Il y a là une dynamique qui est destinée à aller de l’avant et à s’étendre au-delà de la communauté chrétienne. Paul voit l’action de Jésus sur la société globale. « Il décrit une œuvre justificatrice de Jésus qui s’étend sur tous les hommes croyants ou non… » La grâce de Dieu, accordée en Jésus Christ « se répand en abondance sur la multitude (Romains 5.15). « Les logiques de vie portées par la grâce gagnent du terrain » (p. 69). « La loi essaye de limiter l’œuvre de mort, mais seuls des actes de don, de pardon, de dépassement des conflits donnent réellement la vie. Ce sont là les actes créateurs qui inaugurent la nouvelle humanité structurée par le pardon » (p. 72)

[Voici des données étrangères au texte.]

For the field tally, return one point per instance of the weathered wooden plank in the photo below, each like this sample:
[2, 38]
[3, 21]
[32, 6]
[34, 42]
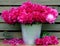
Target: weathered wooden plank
[13, 34]
[18, 2]
[4, 26]
[57, 20]
[57, 34]
[51, 27]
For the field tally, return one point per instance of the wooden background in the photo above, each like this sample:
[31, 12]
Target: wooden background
[53, 29]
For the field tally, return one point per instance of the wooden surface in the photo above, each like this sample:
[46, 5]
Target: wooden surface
[15, 29]
[18, 2]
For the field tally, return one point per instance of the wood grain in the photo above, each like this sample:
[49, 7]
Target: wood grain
[18, 2]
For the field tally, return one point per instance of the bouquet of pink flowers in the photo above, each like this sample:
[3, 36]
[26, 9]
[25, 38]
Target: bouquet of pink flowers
[29, 13]
[47, 40]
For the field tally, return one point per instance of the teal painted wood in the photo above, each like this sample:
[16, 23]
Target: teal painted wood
[18, 2]
[57, 20]
[13, 34]
[4, 26]
[51, 27]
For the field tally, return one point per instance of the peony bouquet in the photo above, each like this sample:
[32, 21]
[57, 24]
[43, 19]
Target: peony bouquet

Paul dessine par ailleurs un projet commun pour l’Eglise et les autorités civiles : promouvoir le bien. « Le but premier de la loi et de l’autorité civile est un but positif : promouvoir le bien, construire de la vie sociale. Là, la loi fait oeuvre de grâce : elle ouvre des voies. Elle propose un bien à accomplir. Elle encourage le bien. Ce n’est qu’en deuxième rideau que la loi est répressive. Les chrétiens pour leur part doivent abonder cette promotion du bien. Ce qui donne l’impulsion à la société globale pour aller de l’avant est ce bien pratiqué et pas la pratique répressive qui construit un équilibre, mais ne fait pas aller de l’avant (p. 74)

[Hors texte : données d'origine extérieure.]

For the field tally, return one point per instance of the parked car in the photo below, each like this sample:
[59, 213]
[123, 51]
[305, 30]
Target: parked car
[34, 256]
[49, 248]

La société de l’époque était marquée par l’emprise des hiérarchies sociales liées à la naissance. Or, Paul proclame l’égalité en valeur entre les juifs chrétiens et les païens chrétiens. « Dans l’Eglise sont ainsi abolies toutes hiérarchies construites socialement. Dans les sociétés anciennes où le statut social s’héritait largement par les naissances, où la mobilité sociale était fort réduite, parler d’une élection qui ne passe pas par la naissance est révolutionnaire. Cela veut dire qu’on peut légitimement participer à un groupe social d’une valeur éminente, un groupe choisi par Dieu, sans être d’une valeur éminente par sa naissance. La critique de la société d’ordre qui aboutira à la fin du XVIIIe siècle est ici en germe. C’est si vrai que ce qui vaut ici pour juifs et grecs sera repris plus globalement par Paul dans d’autres épîtres à propos d’autres différences sociales… ».